Au risque d'abuser de votre temps et pour que ma question prenne plus de sens, j'aimerais porter ces quelques lignes à votre connaissance, elles sont tirées d'un roman (disponible gratuitement en ligne!) qui traite pour partie de la vie d'un organiste:

«Lorsque le dernier souffle de l'accord final se fut perdu sous les voûtes, François entendit le bruissement des chaises, plus bas. Les fidèles s'étaient assis et l'office allait commencer.
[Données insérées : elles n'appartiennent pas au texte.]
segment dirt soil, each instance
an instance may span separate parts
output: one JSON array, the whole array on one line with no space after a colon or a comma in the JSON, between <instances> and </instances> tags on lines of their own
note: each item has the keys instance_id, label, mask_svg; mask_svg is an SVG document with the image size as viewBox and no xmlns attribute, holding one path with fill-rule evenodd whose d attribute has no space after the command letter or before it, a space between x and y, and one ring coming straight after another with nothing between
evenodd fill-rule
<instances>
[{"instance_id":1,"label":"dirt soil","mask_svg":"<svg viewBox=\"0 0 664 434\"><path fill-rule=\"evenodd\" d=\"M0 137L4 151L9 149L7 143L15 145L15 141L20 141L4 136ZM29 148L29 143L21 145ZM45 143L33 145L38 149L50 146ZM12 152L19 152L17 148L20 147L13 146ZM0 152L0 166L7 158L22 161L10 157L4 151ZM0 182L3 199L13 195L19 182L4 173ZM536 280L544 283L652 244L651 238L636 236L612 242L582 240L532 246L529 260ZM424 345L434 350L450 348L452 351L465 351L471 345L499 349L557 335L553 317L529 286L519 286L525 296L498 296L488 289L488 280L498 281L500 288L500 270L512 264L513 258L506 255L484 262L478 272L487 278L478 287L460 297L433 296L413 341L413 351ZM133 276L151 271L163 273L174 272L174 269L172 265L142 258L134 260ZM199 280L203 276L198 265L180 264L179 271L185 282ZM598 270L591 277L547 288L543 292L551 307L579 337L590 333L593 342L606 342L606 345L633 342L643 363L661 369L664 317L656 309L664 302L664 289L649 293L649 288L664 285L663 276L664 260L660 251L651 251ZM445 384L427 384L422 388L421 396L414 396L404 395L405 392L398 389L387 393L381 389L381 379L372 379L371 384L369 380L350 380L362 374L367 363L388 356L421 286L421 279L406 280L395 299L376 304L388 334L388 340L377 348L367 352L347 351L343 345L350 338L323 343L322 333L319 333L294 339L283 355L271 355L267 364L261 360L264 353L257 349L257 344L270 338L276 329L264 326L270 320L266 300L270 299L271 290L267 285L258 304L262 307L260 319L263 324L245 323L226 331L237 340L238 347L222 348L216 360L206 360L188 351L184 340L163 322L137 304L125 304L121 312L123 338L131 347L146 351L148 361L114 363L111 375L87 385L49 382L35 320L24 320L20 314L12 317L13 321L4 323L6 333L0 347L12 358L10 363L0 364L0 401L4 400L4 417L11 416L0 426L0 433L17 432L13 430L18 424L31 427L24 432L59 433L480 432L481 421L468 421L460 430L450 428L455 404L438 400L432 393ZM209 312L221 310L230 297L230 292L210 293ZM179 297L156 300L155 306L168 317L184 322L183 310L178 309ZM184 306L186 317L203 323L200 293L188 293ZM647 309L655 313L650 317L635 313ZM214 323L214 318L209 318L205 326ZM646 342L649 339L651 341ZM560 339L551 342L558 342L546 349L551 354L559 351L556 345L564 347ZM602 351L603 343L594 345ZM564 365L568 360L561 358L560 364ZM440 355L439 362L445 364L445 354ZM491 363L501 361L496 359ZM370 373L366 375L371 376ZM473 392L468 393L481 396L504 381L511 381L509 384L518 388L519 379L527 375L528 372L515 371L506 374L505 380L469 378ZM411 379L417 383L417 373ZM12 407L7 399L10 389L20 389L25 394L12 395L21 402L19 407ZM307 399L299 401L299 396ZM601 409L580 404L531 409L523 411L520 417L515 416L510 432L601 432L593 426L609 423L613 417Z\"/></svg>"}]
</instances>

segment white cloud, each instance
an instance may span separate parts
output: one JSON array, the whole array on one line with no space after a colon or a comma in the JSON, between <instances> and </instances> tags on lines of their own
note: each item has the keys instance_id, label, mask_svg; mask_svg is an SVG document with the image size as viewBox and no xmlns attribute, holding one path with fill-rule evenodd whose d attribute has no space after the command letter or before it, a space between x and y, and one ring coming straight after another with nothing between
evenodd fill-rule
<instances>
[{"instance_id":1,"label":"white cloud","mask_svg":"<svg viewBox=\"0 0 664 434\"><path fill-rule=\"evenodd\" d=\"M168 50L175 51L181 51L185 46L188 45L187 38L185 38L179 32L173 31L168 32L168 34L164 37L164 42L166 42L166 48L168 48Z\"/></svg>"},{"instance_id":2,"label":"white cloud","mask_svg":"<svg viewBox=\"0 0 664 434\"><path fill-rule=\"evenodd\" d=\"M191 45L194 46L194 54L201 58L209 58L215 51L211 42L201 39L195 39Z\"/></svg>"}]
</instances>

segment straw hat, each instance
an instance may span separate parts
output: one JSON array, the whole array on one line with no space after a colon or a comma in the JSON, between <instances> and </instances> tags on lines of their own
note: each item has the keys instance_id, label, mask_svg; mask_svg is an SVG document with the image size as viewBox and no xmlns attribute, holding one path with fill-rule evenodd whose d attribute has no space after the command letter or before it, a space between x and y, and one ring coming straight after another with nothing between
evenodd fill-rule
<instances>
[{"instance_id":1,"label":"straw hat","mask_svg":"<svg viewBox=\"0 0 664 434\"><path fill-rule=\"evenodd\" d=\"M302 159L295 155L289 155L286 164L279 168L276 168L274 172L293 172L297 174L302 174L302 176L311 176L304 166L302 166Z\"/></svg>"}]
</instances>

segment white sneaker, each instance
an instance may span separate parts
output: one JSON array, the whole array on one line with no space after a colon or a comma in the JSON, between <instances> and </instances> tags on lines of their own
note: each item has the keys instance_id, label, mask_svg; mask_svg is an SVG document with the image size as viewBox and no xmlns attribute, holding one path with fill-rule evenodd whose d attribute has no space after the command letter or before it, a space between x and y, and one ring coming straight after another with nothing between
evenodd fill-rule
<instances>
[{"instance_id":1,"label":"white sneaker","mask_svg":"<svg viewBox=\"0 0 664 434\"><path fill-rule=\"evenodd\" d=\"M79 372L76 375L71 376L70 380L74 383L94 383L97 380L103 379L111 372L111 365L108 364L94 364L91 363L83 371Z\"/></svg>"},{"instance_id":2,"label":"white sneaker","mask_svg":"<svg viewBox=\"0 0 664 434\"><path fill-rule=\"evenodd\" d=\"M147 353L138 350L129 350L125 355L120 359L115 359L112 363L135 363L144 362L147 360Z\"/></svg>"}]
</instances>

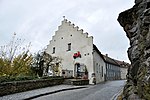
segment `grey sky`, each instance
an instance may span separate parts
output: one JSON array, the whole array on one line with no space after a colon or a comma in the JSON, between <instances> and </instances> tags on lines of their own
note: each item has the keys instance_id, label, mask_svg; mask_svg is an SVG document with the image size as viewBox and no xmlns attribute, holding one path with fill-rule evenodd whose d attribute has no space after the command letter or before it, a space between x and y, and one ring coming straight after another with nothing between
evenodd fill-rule
<instances>
[{"instance_id":1,"label":"grey sky","mask_svg":"<svg viewBox=\"0 0 150 100\"><path fill-rule=\"evenodd\" d=\"M134 0L0 0L0 45L16 32L36 52L48 45L65 15L94 37L103 54L128 61L129 41L117 17L133 5Z\"/></svg>"}]
</instances>

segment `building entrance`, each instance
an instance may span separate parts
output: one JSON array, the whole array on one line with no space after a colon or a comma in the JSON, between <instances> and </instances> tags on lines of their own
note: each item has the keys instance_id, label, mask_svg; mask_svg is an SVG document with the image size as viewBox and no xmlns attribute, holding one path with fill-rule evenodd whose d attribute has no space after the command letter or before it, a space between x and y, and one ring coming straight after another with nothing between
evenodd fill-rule
<instances>
[{"instance_id":1,"label":"building entrance","mask_svg":"<svg viewBox=\"0 0 150 100\"><path fill-rule=\"evenodd\" d=\"M76 63L74 68L76 78L88 79L88 71L84 64Z\"/></svg>"}]
</instances>

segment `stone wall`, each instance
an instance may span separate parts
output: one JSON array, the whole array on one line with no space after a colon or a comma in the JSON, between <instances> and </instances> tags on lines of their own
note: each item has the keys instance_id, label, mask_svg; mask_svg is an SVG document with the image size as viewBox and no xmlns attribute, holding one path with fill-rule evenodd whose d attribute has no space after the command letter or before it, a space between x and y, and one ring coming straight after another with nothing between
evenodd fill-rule
<instances>
[{"instance_id":1,"label":"stone wall","mask_svg":"<svg viewBox=\"0 0 150 100\"><path fill-rule=\"evenodd\" d=\"M118 21L130 40L124 99L150 100L150 0L135 0L135 5L119 14Z\"/></svg>"},{"instance_id":2,"label":"stone wall","mask_svg":"<svg viewBox=\"0 0 150 100\"><path fill-rule=\"evenodd\" d=\"M37 88L43 88L47 86L59 85L62 84L63 81L63 78L60 78L0 83L0 96Z\"/></svg>"}]
</instances>

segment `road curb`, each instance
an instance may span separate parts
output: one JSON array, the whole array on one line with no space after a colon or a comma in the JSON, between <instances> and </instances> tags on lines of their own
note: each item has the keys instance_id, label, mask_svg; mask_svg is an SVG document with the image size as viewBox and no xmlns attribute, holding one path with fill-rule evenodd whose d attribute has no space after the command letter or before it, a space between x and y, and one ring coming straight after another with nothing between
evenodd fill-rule
<instances>
[{"instance_id":1,"label":"road curb","mask_svg":"<svg viewBox=\"0 0 150 100\"><path fill-rule=\"evenodd\" d=\"M117 97L122 93L122 91L123 88L118 93L116 93L110 100L117 100Z\"/></svg>"},{"instance_id":2,"label":"road curb","mask_svg":"<svg viewBox=\"0 0 150 100\"><path fill-rule=\"evenodd\" d=\"M60 90L56 90L56 91L51 91L51 92L35 95L35 96L29 97L29 98L25 98L24 100L35 99L35 98L49 95L49 94L54 94L54 93L58 93L58 92L62 92L62 91L68 91L68 90L82 89L82 88L88 88L88 87L73 87L73 88L60 89Z\"/></svg>"}]
</instances>

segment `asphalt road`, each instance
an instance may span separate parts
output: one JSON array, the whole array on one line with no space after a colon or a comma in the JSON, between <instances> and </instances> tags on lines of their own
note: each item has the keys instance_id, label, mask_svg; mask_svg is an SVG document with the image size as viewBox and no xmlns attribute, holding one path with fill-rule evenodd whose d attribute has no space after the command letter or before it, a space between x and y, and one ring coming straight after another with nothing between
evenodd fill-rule
<instances>
[{"instance_id":1,"label":"asphalt road","mask_svg":"<svg viewBox=\"0 0 150 100\"><path fill-rule=\"evenodd\" d=\"M124 84L125 80L107 81L89 88L58 92L33 100L114 100Z\"/></svg>"}]
</instances>

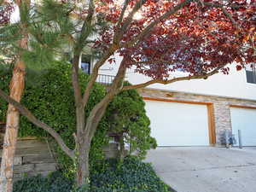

Pour lui, la messe ne serait plus qu'un bruit de fond qu'il ponctuerait depuis son promontoire. Ses rapports avec Dieu appartenaient à un autre registre. Sa voie était de le célébrer, de le magnifier avec sa musique, laquelle prenait beaucoup plus de sens que les mots les plus puissants, les prières les plus ferventes. Le souffle de l'orgue apportait plus de lumière à la cathédrale que les plus lumineux des vitraux. Il lui semblait que sa musique formait un pont reliant l'âme des hommes au Tout-Puissant. Il était persuadé que les vibrations que ressentaient ses auditeurs étaient plus efficaces que les prières que d'aucuns ânonnaient mécaniquement.»

Si tel était le cas, merci d'être allé jusqu'au bout de ces lignes.